Boeing Chief Executive Jim McNerney has predicted the US plane maker, helped by the 737 Max, will outsell Airbus for “a number of years” having trailed its European rival for nearly a decade. Airbus also expects Boeing to make up ground this year.
Ray Conner, Head of Boeing Commercial Aircraft, said between the roars of display flights and the clinks of corporate hospitality that the US company was confident of growing market share but does not have a specific target in mind.
“I am not going to be tied to market share numbers; ... we are focused on producing and winning,” he told reporters at the event, which was attended by British Prime Minister David Cameron.
Though economies are stuttering, aircraft demand remains relatively strong as airlines modernize fleets to survive high fuel costs and the balance of growth shifts towards Asia, prompting Boeing to raise forecasts last week.
EADS unit Airbus booked orders for 1,419 planes worth some 90 billion pounds ($140 billion) in 2011, compared with Boeing's 805. The pair competes for the lion's share of a jet market estimated at $100 billion a year.
The defense industry, however, is struggling as countries cut military procurement budgets.
“A continued uncertain defense outlook is likely to impact overall financial performance in 2012”' said Tom Captain, global aerospace and defense leader at business consultancy Deloitte.
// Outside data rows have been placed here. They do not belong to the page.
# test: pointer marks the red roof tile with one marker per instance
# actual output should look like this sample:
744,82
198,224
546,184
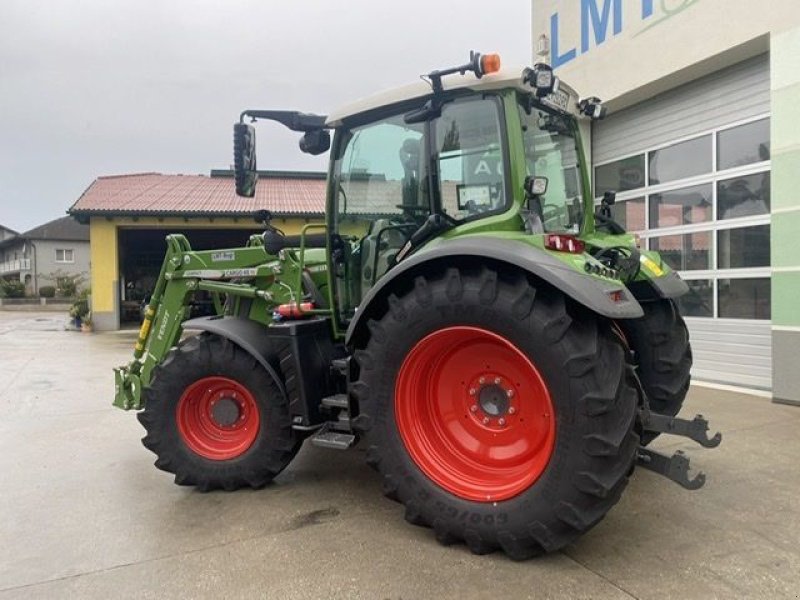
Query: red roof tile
153,194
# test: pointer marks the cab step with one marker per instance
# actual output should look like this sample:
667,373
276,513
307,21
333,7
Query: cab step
332,439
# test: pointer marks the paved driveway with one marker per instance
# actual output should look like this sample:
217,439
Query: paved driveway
83,513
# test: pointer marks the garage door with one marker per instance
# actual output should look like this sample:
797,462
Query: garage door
692,171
At Farnborough Air Show, Airbus unveiled plans to revamp its A330 wide-body passenger jet in order to boost its range. It said the 240 tonne A330-300 would have an increased range of 11,020 km, meaning it can now connect London to Tokyo, Frankfurt to Cape Town or Beijing to Melbourne.
The European group is revamping the A330 at a time while Boeing is pondering a new competing version of its 787 Dreamliner.